= Incardination and excardination =

Catholic law tying priests to a superior

Incardination is the formal term in the Catholic Church for a clergyman being under a bishop or other ecclesiastical superior. It is also sometimes used to refer to laity who may transfer to another part of the church. Examples include transfers from the Western Latin Church to an Eastern Catholic Church, or from a territorial diocese to one of the three personal ordinariates for former Anglicans.

== Tied to diocese or superior ==

As one part of the hierarchy of the Catholic Church, every Catholic priest or deacon must have an ordinary as a superior. Such an ordinary is most often a diocesan bishop, but can also be a leader of a religious order, such as the Jesuits or Franciscans, or some other ecclesiastical superior.

The purpose of incardination is to ensure that no cleric is "freelance", without a clear ecclesiastical superior to whom the cleric is accountable and who in turn is responsible for the cleric.

== Change of diocese ==

Incardination does not cease until the moment when that cleric is incardinated as a subject of another superior. An excardination from one diocese, for instance, does not become effective until the moment of incardination to another, so there is no gap during which the clergyman is not clearly answerable to a definitely determined superior.
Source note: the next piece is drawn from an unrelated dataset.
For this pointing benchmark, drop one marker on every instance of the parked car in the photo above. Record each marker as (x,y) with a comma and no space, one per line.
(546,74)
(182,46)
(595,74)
A priest or deacon may move from diocese to diocese taking a new position, including moving to a new country, while formally still being incardinated in his original diocese, and therefore still under the supervision of his original diocese's bishops, at least formally, by canon law. For instance, a Philippine diocesan priest may be assigned to a parish in the United States for decades but still be formally incardinated in his original Philippine diocese.

== Canon law ==

Incardination is dealt with in canons 265–272 of the 1983 Code of Canon Law.

There is a similar canonical institution in the law of the Eastern Catholic Churches, which appears in the Code of Canons of the Eastern Churches, Title X «Clerics», Chapter II «Ascription of Clerics to an Eparchy», Canons 357–366.

== Civil law ==

Questions of civil jurisdiction can come into conflict with canon law in situations where a priest is on temporary assignment remotely while he remains incardinated to his diocese of origin. This applied in the case of a French priest involved in a car accident which killed two people, while at his temporary post in California. The question arose in a civil suit, whether the Diocese of Fresno (California) where he was working was responsible legally, although the priest remained incardinated in France (Stevens v. Roman Catholic Bishop of Fresno). The civil court ruled that it was.

== Terminology ==

Its antonym, excardination, denotes that a member of the clergy has been freed from one jurisdiction and is transferred to another.

Both terms are derived from the Latin cardo (pivot, socket, or hinge), from which the word cardinal is also derived—hence the Latin verbs incardinare (to hang on a hinge or fix) and excardinare (to unhinge or set free).

== Procedures ==

During the ordination ceremony, prior to the actual sacrament of Holy Orders itself, the man places himself under a promise of obedience to his bishop or other ordinary of a particular church, or makes an acknowledgment of a pre-existing vow of obedience to a prior, abbot, or other superior in an institute of consecrated life or society of apostolic life.